I don't know what they're putting in the water in Minnesota, but to paraphrase a certain game show host, it's proven to be one potent potable. The North Star state has spawned a host of talent from its chilly, lake-filled recesses, including the obvious MVPs The Mats, Hüsker Dü, Bobby Zimmerman, and this handsome devil. Its latest export of note is The Chambermaids, whose third LP, Whatever Happened Tomorrow, is out now.

Helmed by siblings Neil and Martha Weir, the pair has been making music since 2003, originally under the moniker The Shut-Ins, a pairing of the duo and drum machine.
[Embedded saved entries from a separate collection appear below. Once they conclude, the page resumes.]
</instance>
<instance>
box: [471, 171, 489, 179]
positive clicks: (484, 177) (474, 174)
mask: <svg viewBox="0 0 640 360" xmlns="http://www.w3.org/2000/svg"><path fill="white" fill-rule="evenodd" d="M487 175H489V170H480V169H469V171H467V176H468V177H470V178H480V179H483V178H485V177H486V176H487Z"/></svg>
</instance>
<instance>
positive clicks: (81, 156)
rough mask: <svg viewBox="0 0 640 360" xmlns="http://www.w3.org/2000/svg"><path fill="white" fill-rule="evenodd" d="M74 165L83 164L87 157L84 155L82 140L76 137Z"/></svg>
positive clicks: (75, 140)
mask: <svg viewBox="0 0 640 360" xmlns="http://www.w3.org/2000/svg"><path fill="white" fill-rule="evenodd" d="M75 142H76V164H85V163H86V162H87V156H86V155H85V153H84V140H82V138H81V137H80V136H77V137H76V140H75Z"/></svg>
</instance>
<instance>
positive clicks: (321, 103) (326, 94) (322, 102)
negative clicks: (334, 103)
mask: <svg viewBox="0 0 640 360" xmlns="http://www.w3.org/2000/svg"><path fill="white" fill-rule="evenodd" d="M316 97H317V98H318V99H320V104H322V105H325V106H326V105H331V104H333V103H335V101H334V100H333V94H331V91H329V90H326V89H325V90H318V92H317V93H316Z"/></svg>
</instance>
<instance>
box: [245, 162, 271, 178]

They started recording as The Chambermaids a few years later, releasing their self-titled debut in 2006. After a sophomore album, a rotating roster, and a brief hiatus, the now-foursome (joined by Nate Nelson and Alex Rose) are back with their third effort.

Listening through Whatever Happened Tomorrow, it becomes clear that the band has a knack for delivering diverse and lush soundscapes. This is evidenced by listening to the album opener, “Whirlpool,” which is simultaneously spacious, restrained, and brimming with glassy guitar refrains. The jangly instrumentals extend into the next track, “I Wonder Why,” a song that swims with buzzing guitar lines flecked with psych-rock distortion. The melodic sensibility and abundance of reverb on these tracks and others is reminiscent of the Dunedin sound cultivated by Flying Nun. This is true of “Electric Sky,” arguably the album’s poppiest moment and a veritable sing-along gem. The Chambermaids are keenly aware of their similarities to Flying Nun bands, both exhibiting a predilection toward guitars that drone and jangle with ample reverberation. In this day and age, bands can be reticent to reveal their influences for fear of being pigeonholed. But The Chambermaids’ influences—also including Yo La Tengo, Wire, and My Bloody Valentine—are pointed out with startling accuracy and frankness.

One influence The Chambermaids seem to have on lock is their command over shoegaze in its many shapes and sizes. On “Scraped Away,” subdued croons float over ringing guitar sections, bringing to mind the Chapterhouse/Slowdive contingent. The next track, “She’s Not Haunted,” is a slowburning display of guitar work (and an unabashed MBV shoutout) that delves into deep fields of distortion. Part of The Chambermaids’ charm (as well as another linkage to shoegaze of yore) is the aforementioned vocals. Neil’s voice is often hushed and understated, navigating through swarms of reverb. Martha’s, meanwhile, is airy and ethereal, often helming the catchy “oohs” that round out “Electric Sky,” “Whirlpool,” and “I Wonder Why.” Her voice is also one of the few ingredients on the lovely title track. Ambient guitar strums and subtle vocals bring the album to a close, providing a somber and plaintive conclusion.

Color me a wannabe aesthetician, but I'm particularly fond of album artwork. Show me some bold lines or handsome typography and my mouth will start watering. That said, the Whatever Happened Tomorrow cover art, designed by Twin Cities visual and sound artist Casey Deming, gets a check plus in my book. It's as if S. Neil Fujita moseyed on over from the jazz aisle to post-punk and sidled up to a copy of Wire’s 154. On the geometrical and textured cover, shapes are layered over one another, not fitting together per se, but coalescing nonetheless. The same pattern could be suggested of the songs—the groups' myriad sounds don't always fit together perfectly. The Chambermaids explore various intonations of shoegaze and jangly guitar pop, oscillating between ambient slowburners and raucous jams. Some songs melt into one another while other transitions are more incongruous. But as the band demonstrates, maybe that's ok. Like the artwork, these diverse sounds coalesce with one another, resulting in a stronger, more vibrant whole.

Whatever Happened Tomorrow is out now on Guilt Ridden Pop and the band’s own label, Old Blackberry Way.